Figure 8. (Gaussian $d=3$) Left panel: Boxplots of the estimated MI grouped according to different sample sizes. Right panel: mean error as a function of $1/$(Sample Size). Insets to the right panel: 95% confidence interval for the estimated MI (bottom left) and standard deviations (bottom right) versus Sample Size. Color map: black and white for the estimator we propose in Section 3.2, red for KSG and blue for “plain entropy”.

Figure 8. (Gaussian $d=3$) Left panel: Boxplots of the estimated MI grouped according to different sample sizes. Right panel: mean error as a function of $1/$(Sample Size). Insets to the right panel: 95% confidence interval for the estimated MI (bottom left) and standard deviations (bottom right) versus Sample Size. Color map: black and white for the estimator we propose in Section 3.2, red for KSG and blue for “plain entropy”.

4.3. Four-Dimensional Vectors

For the case $d=4$ we considered a multivariate Gaussian random vector with mean and covariance matrix given as

$$\begin{array}{c}\hfill \mu =(0,0,0,0)\Sigma =\left(\begin{array}{cccc}1& 0.9& 0.9& 0.9\\ 0.9& 1& 0.9& 0.9\\ 0.9& 0.9& 1& 0.9\\ 0.9& 0.9& 0.9& 1\end{array}\right)\end{array}$$

We chose the following multi–indices to group the components: ${\alpha }^1=(1,2)$ and ${\alpha }^2=(3,4)$. The results are illustrated in Figure 9. As already noticed for the three dimensional Gaussian case, the KSG and “plain entropy” estimators seems biased while the estimator here presented centers the true value for all the explored sample sizes.

Figure 9. (Gaussian $d=4$) Left panel: Boxplots of the estimated MI grouped according to different sample sizes. Right panel: mean error as a function of $1/$(Sample Size). Insets to the right panel: 95% confidence interval for the estimated MI (bottom left) and standard deviations (bottom right) versus Sample Size. Color map: black and white for the estimator we propose in Section 3.2, red for KSG and blue for “plain entropy”.

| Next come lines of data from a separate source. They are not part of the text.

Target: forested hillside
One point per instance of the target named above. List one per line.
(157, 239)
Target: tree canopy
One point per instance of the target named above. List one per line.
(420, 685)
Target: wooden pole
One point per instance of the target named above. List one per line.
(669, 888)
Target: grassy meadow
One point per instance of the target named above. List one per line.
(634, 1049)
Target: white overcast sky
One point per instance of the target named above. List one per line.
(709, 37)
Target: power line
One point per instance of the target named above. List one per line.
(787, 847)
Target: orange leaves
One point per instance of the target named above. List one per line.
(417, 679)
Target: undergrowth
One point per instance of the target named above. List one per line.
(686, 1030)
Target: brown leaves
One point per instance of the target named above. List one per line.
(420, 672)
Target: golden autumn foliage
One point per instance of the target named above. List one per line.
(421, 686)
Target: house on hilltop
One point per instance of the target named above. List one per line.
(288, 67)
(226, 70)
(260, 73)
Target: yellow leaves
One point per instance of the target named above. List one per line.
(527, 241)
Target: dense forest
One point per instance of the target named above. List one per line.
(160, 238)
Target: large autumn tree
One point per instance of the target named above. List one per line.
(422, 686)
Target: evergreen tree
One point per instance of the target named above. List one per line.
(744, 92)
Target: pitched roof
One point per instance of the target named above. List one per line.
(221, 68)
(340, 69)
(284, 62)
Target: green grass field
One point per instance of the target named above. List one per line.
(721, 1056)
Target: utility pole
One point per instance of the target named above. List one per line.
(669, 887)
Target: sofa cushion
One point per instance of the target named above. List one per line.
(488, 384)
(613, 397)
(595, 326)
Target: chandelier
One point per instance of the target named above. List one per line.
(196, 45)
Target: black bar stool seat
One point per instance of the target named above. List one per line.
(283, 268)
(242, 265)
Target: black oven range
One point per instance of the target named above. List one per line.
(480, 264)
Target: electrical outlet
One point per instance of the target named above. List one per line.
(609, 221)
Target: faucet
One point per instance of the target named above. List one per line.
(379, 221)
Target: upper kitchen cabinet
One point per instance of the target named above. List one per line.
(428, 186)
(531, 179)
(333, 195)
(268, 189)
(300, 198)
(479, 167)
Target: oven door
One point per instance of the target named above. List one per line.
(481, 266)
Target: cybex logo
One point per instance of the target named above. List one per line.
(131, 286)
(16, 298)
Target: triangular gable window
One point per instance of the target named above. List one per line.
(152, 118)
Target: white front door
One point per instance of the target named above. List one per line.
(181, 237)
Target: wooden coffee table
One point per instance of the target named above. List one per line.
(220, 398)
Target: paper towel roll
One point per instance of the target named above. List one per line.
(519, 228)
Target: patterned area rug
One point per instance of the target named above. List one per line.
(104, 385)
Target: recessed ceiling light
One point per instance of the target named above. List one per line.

Figure 9. (Gaussian $d=4$) Left panel: Boxplots of the estimated MI grouped according to different sample sizes. Right panel: mean error as a function of $1/$(Sample Size). Insets to the right panel: 95% confidence interval for the estimated MI (bottom left) and standard deviations (bottom right) versus Sample Size. Color map: black and white for the estimator we propose in Section 3.2, red for KSG and blue for “plain entropy”.

5. Conclusions

In this paper, we have presented a new estimator for the mutual information between subsets of components of d-dimensional random vectors. It exploits the link between the mutual information and the entropy of the linkage function here proved. Hence the problem of estimating mutual information is reduced to the computation of the entropy of a suitably transformed sample of uniformly distributed random variables on the interval $[0,1]$, that can be easily performed by the k–nearest neighbor technique illustrated in [10].

The method gives very good performances in terms both of unbiasedness and variance of the estimates. For the 2–dimensional case, the results are comparable to the KSG and “plain entropy” estimates. However, for higher dimensions (we tested on examples up to dimension 4), our method is preferable as it keeps being centered while KSG and “plain entropy” both show a bias. All the tested estimators are shown to be robust for mild heavy tailed distributions, such as the lognormal distribution, but they fail on distributions with power law tail probabilities and no finite moments, such as the Levy distribution. However, we suggest to overcome the problem using the invariance property of MI under reparametrization of the margins and hence pre–processing the data with a suitable transformation of the univariate components before estimation.

The fact that the estimator gives unbiased results for small sample sizes and larger dimensions allows a wide use, also in applications where the availability of big data sets from real experiments is extremely rare.